The **Input Message** is the protocol message that causes the state change, and the **Output Message** is the response that the controller sends back through the network. If no response is necessary, the **Output Message** field contains a tilde (~). The memory state transitions in Figures B-9 through B-18 use a similar format:

**processor id: Input Message / Side Effects / Output Message**

The **processor id**: is an optional field that specifies the identifier of the node that sends the **Input Message**. If the transition is accompanied by changes to the directory, then they are specified as **Side Effects**, otherwise the field contains a tilde. As in the cache state transition diagrams, if a response is necessary, it is specified in the **Output Message** field.

Any (processor access type, cache state) or (input message, state) combinations that are not specified by the transition diagrams are considered error conditions. Such error conditions are caused by states that are disallowed by the protocols or by interactions between hardware and software coherence (see Section B.4). If an illegal combination is detected by ASIM, the protocol module terminates the simulation run and reports the error condition.

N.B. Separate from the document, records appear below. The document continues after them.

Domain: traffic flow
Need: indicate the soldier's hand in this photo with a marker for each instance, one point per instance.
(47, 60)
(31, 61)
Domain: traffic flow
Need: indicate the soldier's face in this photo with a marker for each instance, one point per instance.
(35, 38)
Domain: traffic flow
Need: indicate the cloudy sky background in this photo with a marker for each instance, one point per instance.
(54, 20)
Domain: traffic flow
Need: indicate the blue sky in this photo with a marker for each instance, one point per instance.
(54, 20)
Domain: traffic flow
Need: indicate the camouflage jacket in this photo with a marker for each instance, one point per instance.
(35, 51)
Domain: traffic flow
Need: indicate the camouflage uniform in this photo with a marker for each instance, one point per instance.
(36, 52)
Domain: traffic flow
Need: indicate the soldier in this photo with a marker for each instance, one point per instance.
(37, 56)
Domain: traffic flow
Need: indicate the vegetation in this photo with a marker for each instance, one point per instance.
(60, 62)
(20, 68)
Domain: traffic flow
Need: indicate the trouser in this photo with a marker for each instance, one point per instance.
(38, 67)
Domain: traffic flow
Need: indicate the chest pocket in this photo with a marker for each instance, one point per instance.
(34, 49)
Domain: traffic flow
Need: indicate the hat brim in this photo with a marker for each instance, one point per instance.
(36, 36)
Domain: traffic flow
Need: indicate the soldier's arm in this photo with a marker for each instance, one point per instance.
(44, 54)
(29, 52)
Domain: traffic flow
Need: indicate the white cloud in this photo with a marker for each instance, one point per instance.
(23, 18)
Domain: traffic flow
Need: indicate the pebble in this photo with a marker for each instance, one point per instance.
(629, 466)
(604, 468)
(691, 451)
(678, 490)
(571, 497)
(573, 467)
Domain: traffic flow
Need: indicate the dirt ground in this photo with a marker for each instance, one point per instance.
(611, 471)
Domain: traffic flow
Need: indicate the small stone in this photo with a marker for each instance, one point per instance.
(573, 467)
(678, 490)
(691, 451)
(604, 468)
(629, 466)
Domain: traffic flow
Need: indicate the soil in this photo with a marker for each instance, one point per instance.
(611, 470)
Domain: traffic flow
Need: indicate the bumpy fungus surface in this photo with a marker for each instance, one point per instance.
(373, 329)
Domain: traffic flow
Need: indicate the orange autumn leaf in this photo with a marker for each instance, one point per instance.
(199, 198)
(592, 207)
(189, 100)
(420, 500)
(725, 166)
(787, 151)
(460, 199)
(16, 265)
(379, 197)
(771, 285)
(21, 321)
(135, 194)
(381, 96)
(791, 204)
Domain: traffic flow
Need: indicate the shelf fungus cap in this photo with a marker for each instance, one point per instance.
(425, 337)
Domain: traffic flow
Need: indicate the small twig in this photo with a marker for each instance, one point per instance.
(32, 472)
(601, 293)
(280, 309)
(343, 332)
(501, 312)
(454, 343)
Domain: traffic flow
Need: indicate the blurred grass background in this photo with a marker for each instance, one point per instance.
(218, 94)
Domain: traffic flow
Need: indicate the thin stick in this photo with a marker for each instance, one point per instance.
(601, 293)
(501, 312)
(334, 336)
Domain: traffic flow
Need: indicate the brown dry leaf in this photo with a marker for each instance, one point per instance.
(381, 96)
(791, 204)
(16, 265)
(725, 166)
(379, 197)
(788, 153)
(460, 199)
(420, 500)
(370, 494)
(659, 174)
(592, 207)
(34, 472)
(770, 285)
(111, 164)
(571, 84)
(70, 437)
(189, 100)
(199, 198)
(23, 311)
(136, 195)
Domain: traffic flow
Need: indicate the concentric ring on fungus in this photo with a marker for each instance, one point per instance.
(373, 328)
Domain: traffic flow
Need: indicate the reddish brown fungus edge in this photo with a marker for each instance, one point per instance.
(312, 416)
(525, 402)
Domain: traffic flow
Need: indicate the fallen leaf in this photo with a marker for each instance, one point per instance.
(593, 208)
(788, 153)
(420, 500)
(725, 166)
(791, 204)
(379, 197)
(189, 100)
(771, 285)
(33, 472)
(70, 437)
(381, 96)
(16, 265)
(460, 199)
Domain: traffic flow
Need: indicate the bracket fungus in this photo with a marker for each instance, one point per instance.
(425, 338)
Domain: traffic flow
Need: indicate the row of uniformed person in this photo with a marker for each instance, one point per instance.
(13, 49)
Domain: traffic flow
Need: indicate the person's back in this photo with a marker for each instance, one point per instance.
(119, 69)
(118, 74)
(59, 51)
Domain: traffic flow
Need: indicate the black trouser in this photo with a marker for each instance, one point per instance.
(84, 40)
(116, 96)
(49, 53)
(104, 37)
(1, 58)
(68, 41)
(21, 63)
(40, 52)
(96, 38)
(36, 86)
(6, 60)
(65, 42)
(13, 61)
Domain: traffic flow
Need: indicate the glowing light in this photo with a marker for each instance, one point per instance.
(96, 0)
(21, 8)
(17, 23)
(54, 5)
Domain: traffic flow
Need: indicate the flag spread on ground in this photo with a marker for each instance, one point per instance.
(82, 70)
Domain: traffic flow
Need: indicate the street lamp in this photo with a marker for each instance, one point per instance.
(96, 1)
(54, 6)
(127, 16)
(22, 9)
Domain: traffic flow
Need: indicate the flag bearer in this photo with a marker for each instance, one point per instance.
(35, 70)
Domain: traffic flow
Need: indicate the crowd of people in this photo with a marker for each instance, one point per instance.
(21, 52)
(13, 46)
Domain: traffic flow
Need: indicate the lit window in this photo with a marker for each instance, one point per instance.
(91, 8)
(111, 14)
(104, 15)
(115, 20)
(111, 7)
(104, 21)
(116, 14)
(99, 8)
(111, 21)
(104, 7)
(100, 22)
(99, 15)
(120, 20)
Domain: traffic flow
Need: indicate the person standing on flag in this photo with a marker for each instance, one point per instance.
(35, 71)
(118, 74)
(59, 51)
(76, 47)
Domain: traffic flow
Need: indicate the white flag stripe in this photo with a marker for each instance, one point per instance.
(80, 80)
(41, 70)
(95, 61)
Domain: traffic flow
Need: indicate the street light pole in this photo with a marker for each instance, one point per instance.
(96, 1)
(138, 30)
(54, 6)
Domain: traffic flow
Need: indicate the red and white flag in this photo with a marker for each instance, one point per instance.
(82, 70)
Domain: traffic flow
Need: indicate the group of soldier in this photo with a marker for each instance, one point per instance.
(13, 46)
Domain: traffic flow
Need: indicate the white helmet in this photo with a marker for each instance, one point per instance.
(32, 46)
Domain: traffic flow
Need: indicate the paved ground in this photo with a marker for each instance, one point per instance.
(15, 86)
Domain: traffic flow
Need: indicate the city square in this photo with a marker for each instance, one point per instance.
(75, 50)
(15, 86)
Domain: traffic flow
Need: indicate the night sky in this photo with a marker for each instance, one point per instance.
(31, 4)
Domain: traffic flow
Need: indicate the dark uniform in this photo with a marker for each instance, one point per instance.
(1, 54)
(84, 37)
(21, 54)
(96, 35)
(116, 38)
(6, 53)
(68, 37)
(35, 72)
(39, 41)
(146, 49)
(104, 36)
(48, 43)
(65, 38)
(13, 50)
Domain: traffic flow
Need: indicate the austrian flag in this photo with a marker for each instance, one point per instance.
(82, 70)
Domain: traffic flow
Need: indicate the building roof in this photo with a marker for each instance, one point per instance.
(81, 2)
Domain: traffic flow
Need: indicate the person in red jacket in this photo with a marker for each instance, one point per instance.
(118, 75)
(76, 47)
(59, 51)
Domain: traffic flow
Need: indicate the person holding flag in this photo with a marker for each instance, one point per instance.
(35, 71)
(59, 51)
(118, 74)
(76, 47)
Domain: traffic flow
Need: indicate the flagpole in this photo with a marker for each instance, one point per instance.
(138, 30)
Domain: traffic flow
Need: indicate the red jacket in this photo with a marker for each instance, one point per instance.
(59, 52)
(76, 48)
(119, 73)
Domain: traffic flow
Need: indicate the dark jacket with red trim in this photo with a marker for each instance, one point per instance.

Some local state changes are implicit in the state transitions, but may not be obvious. For instance, when a controller responds with a READY signal to a processor Write request, this implies that the controller has stored the data from the data bus into the appropriate word in the cache. Or, when a controller processes an UPDATE message, it stores the data block that is contained in the message into the appropriate block of shared memory. To reduce the complexity of the state transition diagrams, these types of implicit state changes are not specified.
Figure B-1: Cache state transitions for processor requests when the tag matches.
Figure B-2: Cache state transitions for processor requests when the tag matches, hardware/software coherence interaction.
Figure B-3: Cache state transitions for processor requests when the tag does not match.
Figure B-4: Cache state transitions for messages: Non-network-wait states.
Figure B-5: Cache state transitions for messages: Software coherence Network Wait states.
Figure B-6: Cache state transitions for messages: Read Only Network Wait state.
Figure B-7: Cache state transitions for messages: Read/Write Network Wait state.
Figure B-8: Cache state transitions for messages: Invalid Network Wait state.
Figure B-5: Memory state transitions for limited directory: Absent state.
Figure B-10: Memory state transitions for limited directory: Read Only state.
Figure B-11: Memory state transitions for limited directory: Read/Write state.
Figure B-12: Memory state transitions for limited directory: Read Transaction state.
Figure B-13: Memory state transitions for limited directory: **Write Transaction** state.
Figure B-14: Memory state transitions for chained directory: **Absent** state.
Figure B-15: Memory state transitions for chained directory: Read Only state.
Figure B-16: Memory state transitions for chained directory: Read/Write state.
Figure B-17: Memory state transitions for chained directory: **Read Transaction** state.
Figure B-18: Memory state transitions for chained directory: Write Transaction state.
While the protocol diagrams show transitions for both hardware and software coherence, the protocols may be separated to make them easier to understand. In practice, each of the protocols was implemented as a separate ASIM module. However, the experimental implementation does not necessarily impact the final controller design!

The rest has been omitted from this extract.